Yesterday @rabernat and I discussed the fact that #1 contains a lot of cobbled together workarounds precipitated by the fact that we have not yet implemented pangeo-forge/roadmap#31. Rather than building upon the un-scalable, unsteady footing of CSV logs (as #1 suggests), we are going to take a step back and implement an actual database + API for Pangeo Forge.

The first table in our database will be for recipe_run logs: records of which recipes were run, when, deposited where, etc. These are the first priority because unlike the Bakery database or recipe metadata, they don't currently exist anywhere else.

This PR currently just mirrors the SQLModel documentation example of a "Heroes" sqlite database plus FastAPI layer, with the addition of sketches for server and cli modules. Opening this as a draft now, and will mark as Ready for review once that's the case. Unlike #1, going to aim to keep this one truly minimal. 😄

@cisaacstern
Copy link
Member Author

cisaacstern commented Nov 19, 2021

An update on my current thinking here. I've now got a reasonable handle on how SQLModel works. Before building out our recipe_run SQL table, I'm taking a moment to consider if there's an approachable way to write factory functions to generate derived classes for the multiple models with inheritance approach.

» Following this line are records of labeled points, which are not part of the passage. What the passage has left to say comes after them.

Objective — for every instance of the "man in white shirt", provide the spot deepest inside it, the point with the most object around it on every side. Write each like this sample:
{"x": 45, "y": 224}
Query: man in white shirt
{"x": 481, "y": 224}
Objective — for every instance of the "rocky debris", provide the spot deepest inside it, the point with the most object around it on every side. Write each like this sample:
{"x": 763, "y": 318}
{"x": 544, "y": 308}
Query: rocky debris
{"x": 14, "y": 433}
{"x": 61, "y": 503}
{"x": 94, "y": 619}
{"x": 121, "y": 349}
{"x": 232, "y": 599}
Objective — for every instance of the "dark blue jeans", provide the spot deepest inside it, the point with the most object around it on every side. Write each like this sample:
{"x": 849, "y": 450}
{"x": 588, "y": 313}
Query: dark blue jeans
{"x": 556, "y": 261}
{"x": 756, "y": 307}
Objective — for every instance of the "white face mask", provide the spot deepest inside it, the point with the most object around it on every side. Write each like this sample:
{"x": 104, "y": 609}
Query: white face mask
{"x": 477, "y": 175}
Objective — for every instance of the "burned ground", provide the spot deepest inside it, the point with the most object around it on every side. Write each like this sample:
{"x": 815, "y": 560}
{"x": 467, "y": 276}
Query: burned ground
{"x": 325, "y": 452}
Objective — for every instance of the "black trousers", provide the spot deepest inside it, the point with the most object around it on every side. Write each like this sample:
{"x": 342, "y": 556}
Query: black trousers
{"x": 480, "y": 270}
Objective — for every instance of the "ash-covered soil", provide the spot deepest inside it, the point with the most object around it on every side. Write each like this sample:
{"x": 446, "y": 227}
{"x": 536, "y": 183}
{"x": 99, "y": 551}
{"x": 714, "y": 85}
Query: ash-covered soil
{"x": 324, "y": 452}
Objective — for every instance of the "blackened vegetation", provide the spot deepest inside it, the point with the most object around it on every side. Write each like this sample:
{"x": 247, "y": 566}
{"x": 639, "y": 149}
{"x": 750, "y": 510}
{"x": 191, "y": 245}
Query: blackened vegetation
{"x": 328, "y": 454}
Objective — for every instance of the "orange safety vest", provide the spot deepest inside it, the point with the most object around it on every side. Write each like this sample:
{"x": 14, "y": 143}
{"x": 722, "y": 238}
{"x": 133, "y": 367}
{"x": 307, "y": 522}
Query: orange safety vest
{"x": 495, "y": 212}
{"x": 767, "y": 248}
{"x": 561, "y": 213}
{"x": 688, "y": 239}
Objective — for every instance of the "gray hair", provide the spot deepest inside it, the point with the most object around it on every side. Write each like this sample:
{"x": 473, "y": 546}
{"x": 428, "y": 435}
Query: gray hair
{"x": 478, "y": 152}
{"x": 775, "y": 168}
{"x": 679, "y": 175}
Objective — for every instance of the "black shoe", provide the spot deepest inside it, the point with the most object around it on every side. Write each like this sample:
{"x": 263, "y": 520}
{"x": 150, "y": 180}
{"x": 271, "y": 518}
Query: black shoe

This multiple model approach is clearly a robust style which is more DRY than the alternatives. The one maintainability issue I foresee, however, is that as we scale it beyond recipe_run to numerous interrelated tables, a lot of boilerplate classes will be defined (each of which is then referenced multiple times in the tests, API functions, etc.). So if there was a way to automate generation of derived models with factories, our implementation would be a lot more readable and maintainable.

The relationship of the Base and Create classes is the simplest example, as they are the same classes with different names. In this case, instead of

class HeroBase(SQLModel):
    name: str
    secret_name: str
    age: Optional[int] = None

class HeroCreate(HeroBase):
    pass

we can do

def make_subclass(base: SQLModel, rename_base_to: str, attrs: dict = {}):
    cls_name = base.__name__.replace("Base", rename_base_to)
    return type(cls_name, (base,), attrs)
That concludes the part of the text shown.